Les fleurs du malLas flores del mal
Spleen et idéal
L'Homme et la mer
Homme libre, toujours tu chériras la mer!
La mer est ton miroir; tu contemples ton âme
Dans le déroulement infini de sa lame,
Et ton esprit n'est pas un gouffre moins amer.
Tu te plais à plonger au sein de ton image;
Tu l'embrasses des yeux et des bras, et ton coeur
Se distrait quelquefois de sa propre rumeur
Au bruit de cette plainte indomptable et sauvage.
Vous êtes tous les deux ténébreux et discrets:
Homme, nul n'a sondé le fond de tes abîmes;
Ô mer, nul ne connaît tes richesses intimes,
Tant vous êtes jaloux de garder vos secrets!
Et cependant voilà des siècles innombrables
Que vous vous combattez sans pitié ni remords,
Tellement vous aimez le carnage et la mort,
Ô lutteurs éternels, ô frères implacables!
Las flores del mal
Spleen e ideal
El hombre y el mar
¡Hombre libre, siempre adorarás el mar!
El mar es tu espejo; contemplas tu alma
En el desarrollo infinito de su oleaje,
Y tu espíritu no es un abismo menos amargo.
Te complaces hundiéndote en el seno de tu imagen;
La abarcas con ojos y brazos, y tu corazón
Se distrae algunas veces de su propio rumor
Al ruido de esta queja indomable y salvaje.

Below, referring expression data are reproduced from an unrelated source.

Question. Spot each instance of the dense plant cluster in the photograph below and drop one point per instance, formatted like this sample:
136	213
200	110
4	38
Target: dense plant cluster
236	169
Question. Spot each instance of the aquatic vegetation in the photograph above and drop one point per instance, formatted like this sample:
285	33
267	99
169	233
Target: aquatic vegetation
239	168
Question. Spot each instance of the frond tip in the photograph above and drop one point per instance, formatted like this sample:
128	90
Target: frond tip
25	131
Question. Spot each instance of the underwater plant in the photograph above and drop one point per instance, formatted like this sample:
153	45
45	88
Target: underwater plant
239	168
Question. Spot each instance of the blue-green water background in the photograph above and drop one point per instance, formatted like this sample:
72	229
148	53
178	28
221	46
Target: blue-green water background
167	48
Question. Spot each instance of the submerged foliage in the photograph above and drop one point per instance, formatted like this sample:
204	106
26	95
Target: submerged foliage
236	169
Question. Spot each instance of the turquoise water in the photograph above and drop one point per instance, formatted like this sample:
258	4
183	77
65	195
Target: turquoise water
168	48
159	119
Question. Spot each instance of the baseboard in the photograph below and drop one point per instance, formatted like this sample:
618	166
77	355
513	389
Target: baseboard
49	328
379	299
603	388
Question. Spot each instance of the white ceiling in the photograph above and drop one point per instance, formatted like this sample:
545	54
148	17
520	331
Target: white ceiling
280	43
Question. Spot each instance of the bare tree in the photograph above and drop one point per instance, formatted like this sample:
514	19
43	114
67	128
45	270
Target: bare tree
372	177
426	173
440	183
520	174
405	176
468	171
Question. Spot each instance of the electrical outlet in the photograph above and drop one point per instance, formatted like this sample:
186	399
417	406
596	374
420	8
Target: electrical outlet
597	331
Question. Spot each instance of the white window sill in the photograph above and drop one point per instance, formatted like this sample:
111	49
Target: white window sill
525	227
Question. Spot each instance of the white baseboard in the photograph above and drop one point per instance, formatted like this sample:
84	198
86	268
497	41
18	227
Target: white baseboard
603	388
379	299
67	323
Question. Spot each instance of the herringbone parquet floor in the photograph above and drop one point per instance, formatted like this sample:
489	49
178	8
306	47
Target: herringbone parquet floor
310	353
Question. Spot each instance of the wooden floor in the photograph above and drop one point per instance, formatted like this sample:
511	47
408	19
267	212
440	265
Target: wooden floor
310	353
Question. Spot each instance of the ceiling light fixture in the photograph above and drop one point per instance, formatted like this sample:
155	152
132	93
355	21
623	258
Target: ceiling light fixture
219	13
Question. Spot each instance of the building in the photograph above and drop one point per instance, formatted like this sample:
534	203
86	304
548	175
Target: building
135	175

Ambos sois tenebrosos y discretos:
Hombre, nadie ha sondeado el fondo de tus abismos,
¡Oh, mar, nadie conoce tus tesoros íntimos,
Tan celosos sois de guardar vuestros secretos!
Y empero, he aquí los siglos innúmeros
En que os combatís sin piedad ni remordimiento,
Tanto amáis la carnicería y la muerte,
¡Oh, luchadores eternos, oh, hermanos implacables!